The thick paint and vibrant colors of Charisse Abellana’s palette knife work burn with her passion for art and for life. Fire in Diversity, Abellana’s solo show at the Latino Art Museum in Pomona, opening March 10th, offers a wide variety of the artist’s lush, rich works.
Abellana primarily paints images of nature, flowers that are fecund and bursting with beauty. The petals feel touchable and tactile, the blooms seem to plunge from the canvas, aching to break free of the surface that constrains them.
The artist also offers still-life images that are restrained and measured, yet vibrate with the same seductive color palette and textured paint that make the viewer imagine the scenes mutating into action. It is as if Abellana had created a film and “paused” the image, and viewers could at any moment expect the artist to press “play” once again.
It is this compelling quality of motion, in the light that illuminates her blossoms, in the poised perfection of her fruits and plates and tea cups -that elevate the artist’s work with passion.
Abellana is nothing if not passionate, and exuberant.
“Life is upon us today and our tomorrow is born from our now…let us make …an indelible mark…my indelible mark is my art,” she enthuses.
She is also a keen observer of the world around her, the colors that flicker in nature, the shadows and shifts.
“Perception is everything. Perception is how an individual sees one’s self as good or bad, kind or evil, a victim or a survivor, a success or a failure,” she notes.
As a first generation immigrant with a Filipino and Spanish heritage, Abellana is driven to excel in the present and preserve the richness of her past. The artist first taught herself to draw by tracing the imprint of her father’s fashion drawings at age 4; always fiercely driven, she’s painted professionally since 2002, and in the past two years renewed her commitment to her art, through which she expresses her most personal emotions.
She posits the question “How could a flower or a pear be a picture of past pain, past struggle?” and answers herself with “…it is that thick palette knife stroke of the boldest colors of paint that is the expression of … fire!”
Abellana’s glowing, fully realized floral depictions exude life, which for the artist means that her works are intense, freeing, and rebellious. She believes that an artist needs both passion and pain to create. She’s chosen to be bold and free, she says, where others would hold back.

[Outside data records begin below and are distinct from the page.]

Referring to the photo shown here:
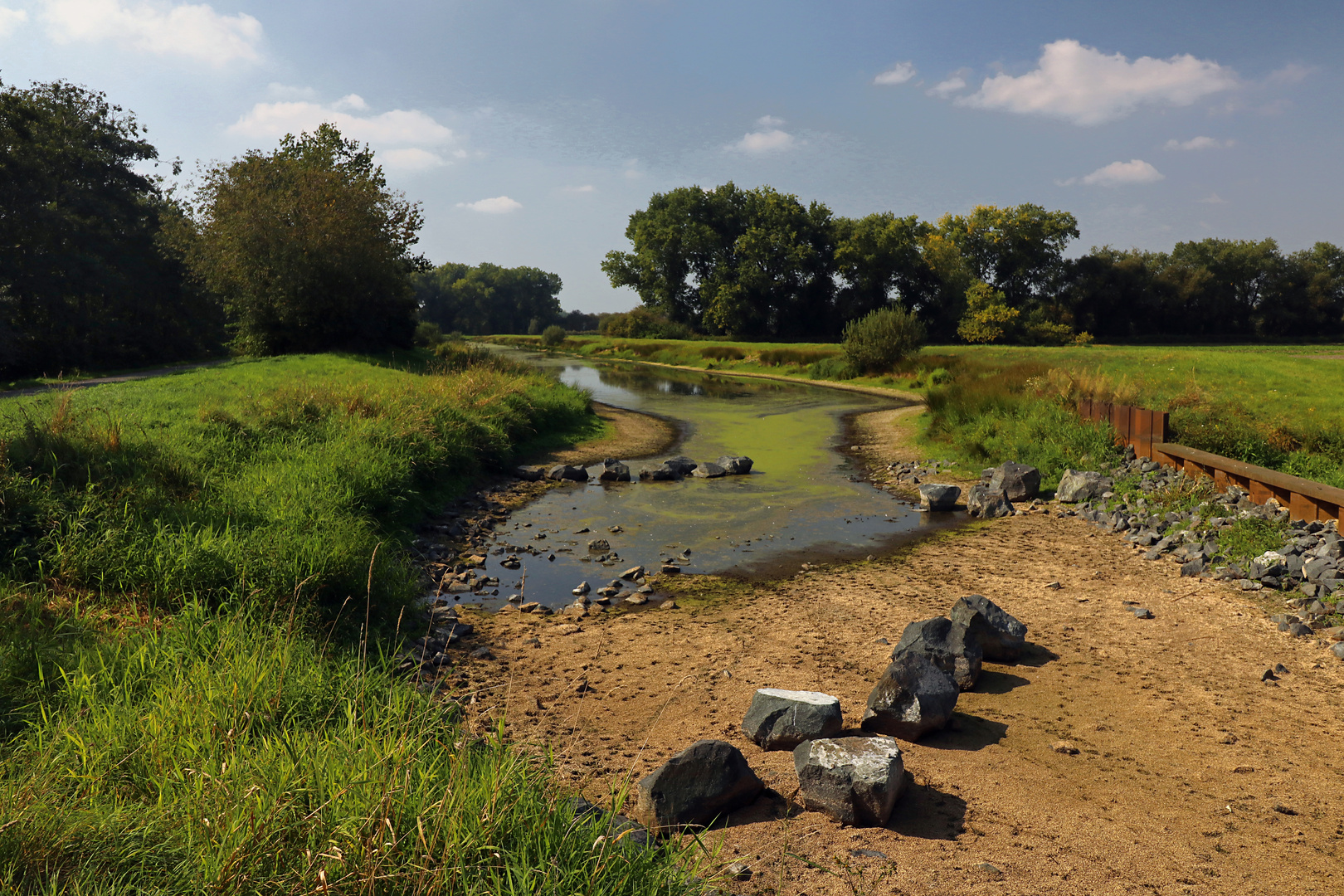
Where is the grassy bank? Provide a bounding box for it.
[0,356,689,894]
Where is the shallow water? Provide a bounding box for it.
[461,351,952,607]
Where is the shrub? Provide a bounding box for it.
[844,305,925,373]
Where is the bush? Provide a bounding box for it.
[844,305,925,373]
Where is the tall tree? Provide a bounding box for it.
[0,80,221,373]
[182,124,429,354]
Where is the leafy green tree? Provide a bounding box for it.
[0,80,222,373]
[178,124,427,354]
[416,262,563,334]
[844,305,925,373]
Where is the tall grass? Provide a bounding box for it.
[0,601,691,896]
[0,356,592,617]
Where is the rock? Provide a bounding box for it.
[742,688,844,750]
[546,464,587,482]
[1055,470,1106,504]
[891,616,984,690]
[635,740,765,833]
[949,594,1027,662]
[793,738,906,827]
[989,460,1040,501]
[863,653,960,740]
[718,454,752,475]
[919,482,961,510]
[597,457,631,482]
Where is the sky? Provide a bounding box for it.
[0,0,1344,312]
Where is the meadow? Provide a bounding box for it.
[0,353,694,894]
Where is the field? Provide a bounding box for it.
[0,356,691,894]
[488,336,1344,486]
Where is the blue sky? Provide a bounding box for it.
[0,0,1344,310]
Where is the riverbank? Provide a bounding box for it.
[472,430,1344,896]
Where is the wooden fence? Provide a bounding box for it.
[1078,399,1344,525]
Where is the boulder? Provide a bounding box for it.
[546,464,587,482]
[742,688,844,750]
[635,740,765,833]
[919,482,961,510]
[863,653,961,740]
[989,460,1040,501]
[718,454,752,475]
[891,616,984,690]
[949,594,1027,662]
[597,457,631,482]
[1055,470,1106,504]
[793,738,906,827]
[663,457,698,475]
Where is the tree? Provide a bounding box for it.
[180,124,427,354]
[416,262,567,334]
[0,80,222,373]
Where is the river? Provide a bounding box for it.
[461,349,954,608]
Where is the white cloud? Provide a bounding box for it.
[957,41,1238,125]
[228,94,453,146]
[43,0,262,66]
[724,115,797,154]
[1162,137,1236,150]
[1055,158,1166,187]
[457,196,523,215]
[872,61,918,85]
[925,75,967,100]
[0,7,28,37]
[377,146,453,171]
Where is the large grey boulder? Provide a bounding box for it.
[742,688,844,750]
[989,460,1040,501]
[919,482,961,510]
[1055,470,1106,504]
[949,594,1027,662]
[863,653,961,740]
[891,616,984,690]
[718,454,752,475]
[793,738,906,827]
[635,740,765,833]
[597,457,631,482]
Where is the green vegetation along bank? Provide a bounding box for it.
[0,353,689,894]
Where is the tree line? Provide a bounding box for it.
[602,183,1344,344]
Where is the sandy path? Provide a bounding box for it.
[454,411,1344,896]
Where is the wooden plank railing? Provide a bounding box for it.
[1078,399,1344,525]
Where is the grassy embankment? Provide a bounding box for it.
[0,356,688,894]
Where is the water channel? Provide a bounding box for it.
[461,349,953,608]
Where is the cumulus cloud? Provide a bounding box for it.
[457,196,523,215]
[0,7,28,37]
[872,61,919,85]
[726,115,798,156]
[957,41,1238,125]
[925,75,967,100]
[1055,158,1166,187]
[1162,137,1236,150]
[43,0,262,66]
[228,94,453,146]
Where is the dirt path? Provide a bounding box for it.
[460,411,1344,896]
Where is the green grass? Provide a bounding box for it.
[0,601,692,896]
[0,354,598,607]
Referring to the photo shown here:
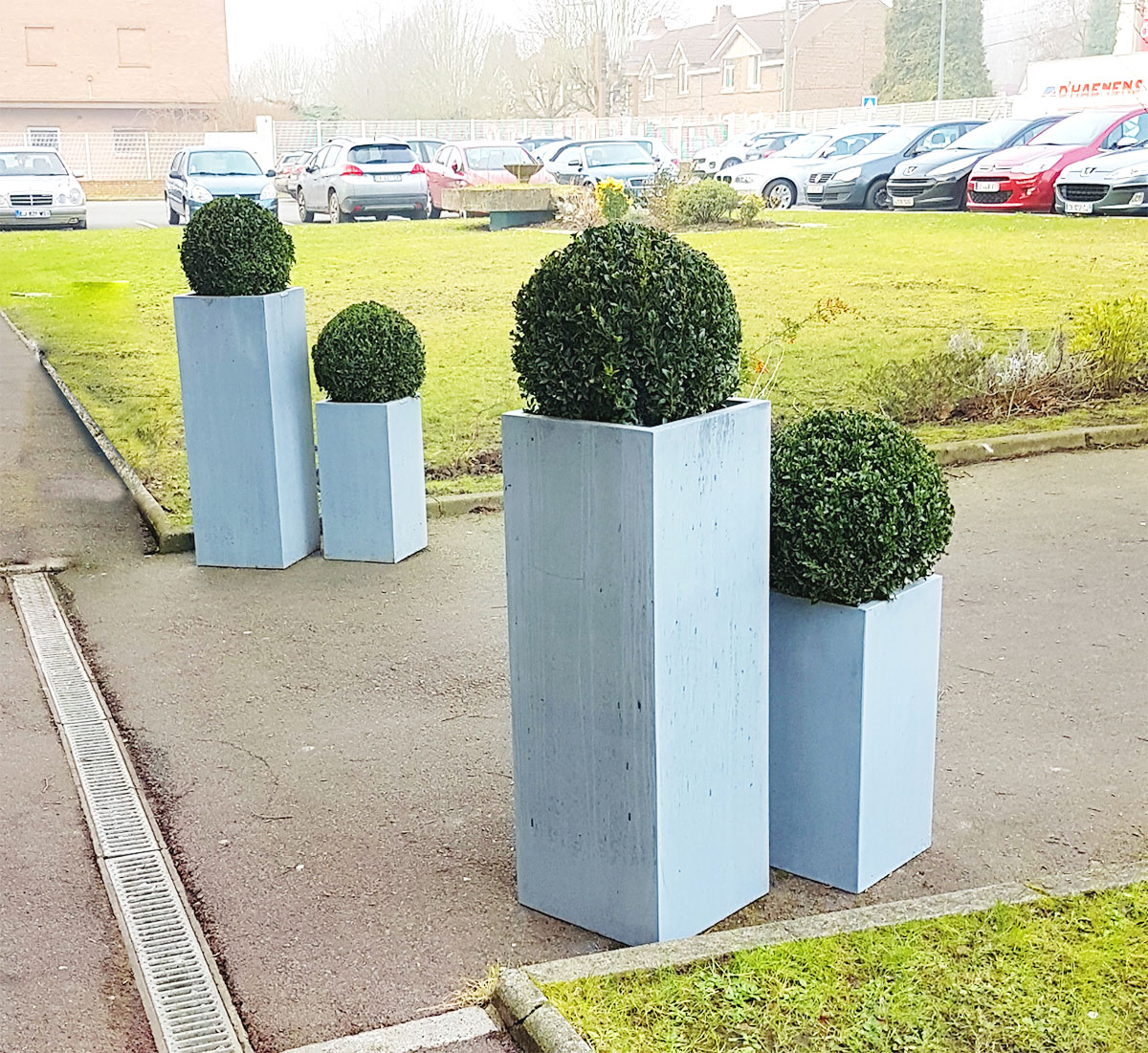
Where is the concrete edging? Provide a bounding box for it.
[525,859,1148,995]
[490,969,593,1053]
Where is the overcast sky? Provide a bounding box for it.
[226,0,783,69]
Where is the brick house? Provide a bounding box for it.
[0,0,231,138]
[624,0,889,119]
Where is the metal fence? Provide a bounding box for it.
[0,98,1012,181]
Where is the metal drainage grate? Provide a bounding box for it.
[10,574,108,724]
[105,853,243,1053]
[62,720,161,857]
[8,574,251,1053]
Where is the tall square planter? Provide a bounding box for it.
[315,397,427,563]
[769,575,941,892]
[174,288,320,568]
[503,401,769,944]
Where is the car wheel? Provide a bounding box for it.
[865,179,894,209]
[762,179,797,208]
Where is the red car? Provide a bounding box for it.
[426,140,555,219]
[969,108,1148,212]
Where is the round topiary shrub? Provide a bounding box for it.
[769,409,953,606]
[179,197,295,296]
[512,223,741,427]
[311,300,427,403]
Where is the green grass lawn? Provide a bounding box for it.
[0,212,1148,522]
[546,885,1148,1053]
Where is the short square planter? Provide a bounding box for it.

Working with a palette knife is an intrinsic part of her process, one in which “you never know if the next stroke will make or break a painting.”
She says she loves working with a knife – one gets the impression that she loves the challenge, the decisiveness, and the boldness of her technique. She was moved to adapt knife work after traveling in Peru and observing the techniques of a working artist there.
Abellana says each knife stroke can have an unexpected result, and that sense of surprise and wonder is one that she embraces. “There is always that moment of emotional upheaval every time I put a stroke.”
Working in oils, her layered knife technique creates a kind of sculptural and dimensional element to her images. She paints the sides of her canvases, creating a complete art work from all angles. The artist works by painting wet on wet with her oils. And as to her colors: she’s trained to mix her own, and can imagine any rainbow of combinations and translate her vision to the canvas via her fast flying knife, her elegant thrusts shaping images that offer delight, dreaminess, and yes, fire.
Catch the warm glow for yourself March 10th, when Abellana’s solo show reception takes place from 4 to 9 p.m. Curated by Dulce Stein, the exhibition runs through March 30th, and is on display at the museum’s Grand Salon West.
The Latino Art Museum is located at 281 S. Thomas St., Suites 104 and 105 in Pomona. The exhibition is a part of the 14th annual Women International Show.